We present a Bayesian Neural Radiance Field (NeRF), which explicitly quantifies uncertainty in the volume density by modeling uncertainty in the occupancy, without the need for additional networks, making it particularly suited for challenging observations and uncontrolled image environments. NeRF diverges from traditional geometric methods by providing an enriched scene representation, rendering color and density in 3D space from various viewpoints. However, NeRF encounters limitations in addressing uncertainties solely through geometric structure information, leading to inaccuracies when interpreting scenes with insufficient real-world observations. While previous efforts have relied on auxiliary networks, we propose a series of formulation extensions to NeRF that manage uncertainties in density, both color and density, and occupancy, all without the need for additional networks. In experiments, we show that our method significantly enhances performance on RGB and depth images in the comprehensive dataset. Given that uncertainty modeling aligns well with the inherently uncertain environments of Simultaneous Localization and Mapping (SLAM), we applied our approach to SLAM systems and observed notable improvements in mapping and tracking performance. These results confirm the effectiveness of our Bayesian NeRF approach in quantifying uncertainty based on geometric structure, making it a robust solution for challenging real-world scenarios.
Paper Structure (19 sections, 14 equations, 5 figures, 3 tables)
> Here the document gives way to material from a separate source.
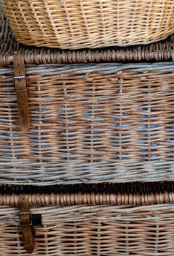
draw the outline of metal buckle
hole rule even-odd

This paper contains 19 sections, 14 equations, 5 figures, 3 tables.

Figures (5)

  • Figure 1: Quantitative results. Ground Truth (Left), baseline model prediction (Middle), our method's prediction (Right). All models were trained on 4 images from the NeRF dataset and predict unobserved viewpoints.
  • Figure 2: Dataset Settings. We conduct experiments on NeRF synthetic, real-world, and ModelNet datasets, using green cameras for training and blue cameras for testing. (a) The NeRF synthetic dataset evaluates unobserved predictions with limited training views, while the real-world dataset assesses observed predictions with forward-facing camera trajectories. (b) The ModelNet dataset evaluates both unobserved and observed predictions using 36 images spaced at 10-degree intervals.
  • Figure 3: Qualitative Comparisons on NeRF synthetic and LLFF datasets mildenhall2021nerf. The Chair scene is from the NeRF synthetic dataset trained with the syn4 setting, and the T-rex scene is from the LLFF dataset trained with the real8 setting. These settings are described in \ref{['fig: dataset setting']}. While incorporating uncertainty improves performance, the (b) Color method in synthetic datasets struggles with density estimation, causing objects to appear faded.
  • Figure 4: Qualitative Comparisons on ModelNet wu20153d. The sofa and dresser scene employs an unobserved view setting and is trained using 8 images. In this scene, the (d) Den_cf and (f) Occupancy methods effectively addresses the blurring issue.
  • Figure 5: Mapping and Tracking Visualization Results on the Replica Office2 scene. The figure shows intermediate rendering results during the mapping process, which are not used for training. Our method demonstrates improvements over the original method in both mapping and tracking, even with limited data.